The Moulin Rouge opened in 1889, at the foot of the hill of Montmartre, a district in the process of transitioning from a country town to an outer Paris suburb. Only a few decades earlier it had been covered in abbeys, vineyards, farms and mills — as many as thirty windmills whirled away, to crush flowers for perfume, to process gypsum for Plaster of Paris, to grind wheat for bread, or to press grapes for the juice that would ferment into the locals’ preferred tipple.
Industrialisation forced many mills to close, although some made themselves over into social hotspots, like the Moulin de la Galette, famously painted by both Pierre-Auguste Renoir and Vincent van Gogh.
In the second half of the nineteenth century, Montmartre became the spiritual home of artists; Impressionists adored its early pastoral nature, and later the Modernists loved its gritty edge. It was by this time very much a good-times kind of a neighbourhood, and while not all Parisians would deign to live in such a racy district, it was the place where they all came to party.
At first, the Moulin Rouge was known as the Jardin de Paris. Behind the mock red windmill — designed to evoke the old mills-turned-dancehalls uphill — was a kind of champagne garden.
Think Belle Époque music festival; monkeys swung from the trees, which were strung with hundreds of glowing gas-lit globes, while dancers perfected the can-can on stage …
… and — most fabulously of all — there was a giant elephant (which had originally been a star of the 1889 Exposition Universelle) that contained the orchestra, private belly-dancing shows, and (rumour has it) an opium den.
You can see the rear-end of the elephant in the above photo. Also, there used to be a rather fabulous turret-adorned fantasia of a building next door. Here’s a photo that better shows it in all its mock-medieval glory:
Nights here had a guinguette atmosphere. Posters used to promote fêtes galantes — a term describing the parkland parties immortalised by the pastoral paintings of François Boucher.
The Moulin Rouge attracted all the hottest artists in Paris (not to mention most beautiful women).
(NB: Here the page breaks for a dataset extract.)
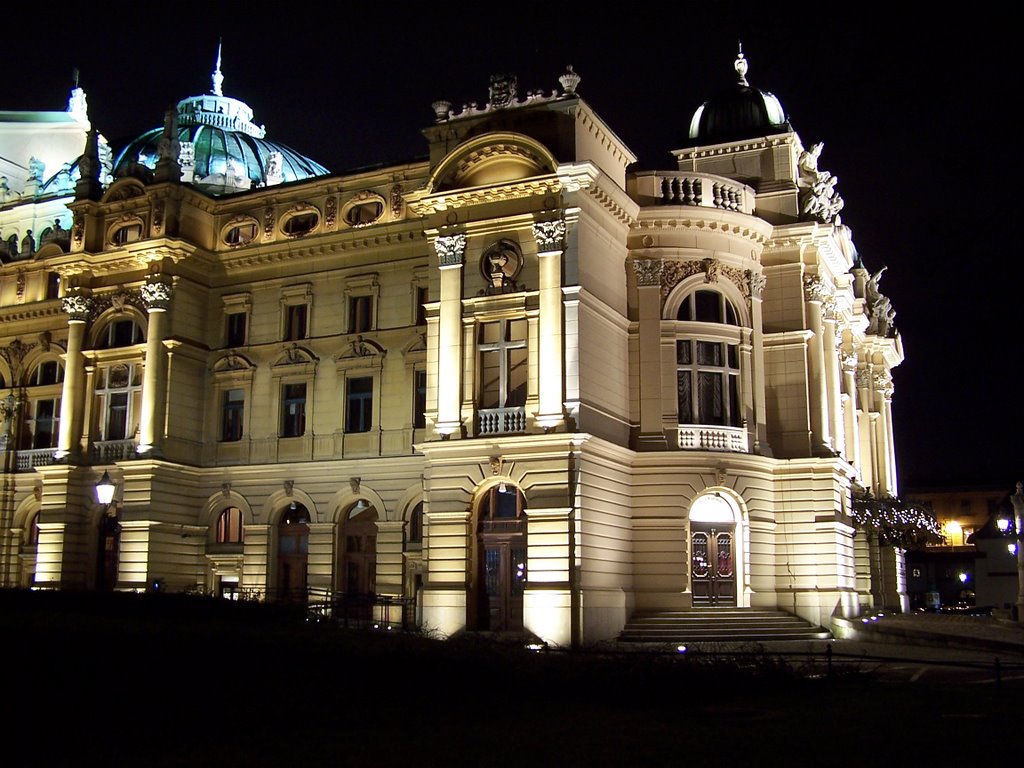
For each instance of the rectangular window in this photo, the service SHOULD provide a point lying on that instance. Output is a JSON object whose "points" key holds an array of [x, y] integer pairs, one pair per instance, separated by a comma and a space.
{"points": [[420, 399], [359, 313], [237, 329], [293, 410], [231, 412], [295, 322], [117, 416], [359, 404], [422, 297]]}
Picasso and Henri de Toulouse-Lautrec were just two art stars who would find inspiration here.
Early in the twentieth century, the Moulin Rouge had a glitzy makeover, transforming from an al fresco artsy hangout into a glittering dancehall.
After the hall was gutted by a fire in 1915, the Moulin Rouge was once more reimagined, this time as a cinema and dance club …
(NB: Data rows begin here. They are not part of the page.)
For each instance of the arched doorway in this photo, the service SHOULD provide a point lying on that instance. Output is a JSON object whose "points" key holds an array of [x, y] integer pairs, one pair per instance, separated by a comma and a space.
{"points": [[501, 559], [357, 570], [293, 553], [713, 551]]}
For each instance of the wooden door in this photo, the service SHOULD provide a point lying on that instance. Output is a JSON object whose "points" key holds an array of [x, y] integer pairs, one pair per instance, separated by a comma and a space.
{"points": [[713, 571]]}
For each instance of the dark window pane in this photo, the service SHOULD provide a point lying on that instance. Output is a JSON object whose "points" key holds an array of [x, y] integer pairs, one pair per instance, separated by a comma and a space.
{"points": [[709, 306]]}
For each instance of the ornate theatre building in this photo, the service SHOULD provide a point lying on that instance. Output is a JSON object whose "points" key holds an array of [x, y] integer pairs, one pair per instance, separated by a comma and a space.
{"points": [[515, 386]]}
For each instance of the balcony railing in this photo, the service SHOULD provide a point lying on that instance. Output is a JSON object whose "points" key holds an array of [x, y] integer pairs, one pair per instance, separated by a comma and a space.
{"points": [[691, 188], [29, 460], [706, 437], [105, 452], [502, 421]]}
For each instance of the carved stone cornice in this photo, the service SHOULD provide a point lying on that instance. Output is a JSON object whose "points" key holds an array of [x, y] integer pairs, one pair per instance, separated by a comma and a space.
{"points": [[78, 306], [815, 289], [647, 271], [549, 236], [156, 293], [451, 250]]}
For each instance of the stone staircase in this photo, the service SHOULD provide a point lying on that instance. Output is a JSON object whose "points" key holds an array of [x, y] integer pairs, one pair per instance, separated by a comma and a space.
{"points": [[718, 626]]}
… before morphing into the dinner-and-show cabaret it is today.
Fortunately the original spirit of the Moulin Rouge hasn’t completely blown away with the winds of time, and it can in fact be found right up by those famous scarlet-red sails.
Walk a few doors west of the Moulin Rouge to Cité Véron, a leafy cobbled laneway that seems to take you back centuries. Stop at 4bis, and enter the Bar à Bulles (Bubble Bar).
Here you’ll stumble upon the ultimate champagne garden, a guinguette-style jumble of vintage garden furniture shaded by maple trees and parasols, festooned with fairy lights and colourful lampshades.
But there’s more … A second hidden terrace awaits. Go through the tapas bar and up a set of stairs, and you’ll be so close to the red windmill you can touch it. On this charmingly wooded deck, edged in greenery, sun chairs are scattered around the famous landmark, and you can look across Boulevard de Clichy to spot some old artist studios, which also speak to the earlier bohemian era of Montmartre. Stay for sunset and beyond, when the windmill glows ruby-and-gold and the bud lights sparkle. It’s a most magical place, and while there are no jumbo elephants or swinging monkeys, it’s probably as close as you’ll ever get to the breezy glamour of the old Moulin Rouge.
The Bar à Bulles is open Tuesday and Wednesday from 6.00pm to midnight, and Thursday, Friday and Saturday until 1.00am. But note: the second rooftop is not accessible from Bar à Bulles on Friday and Saturday.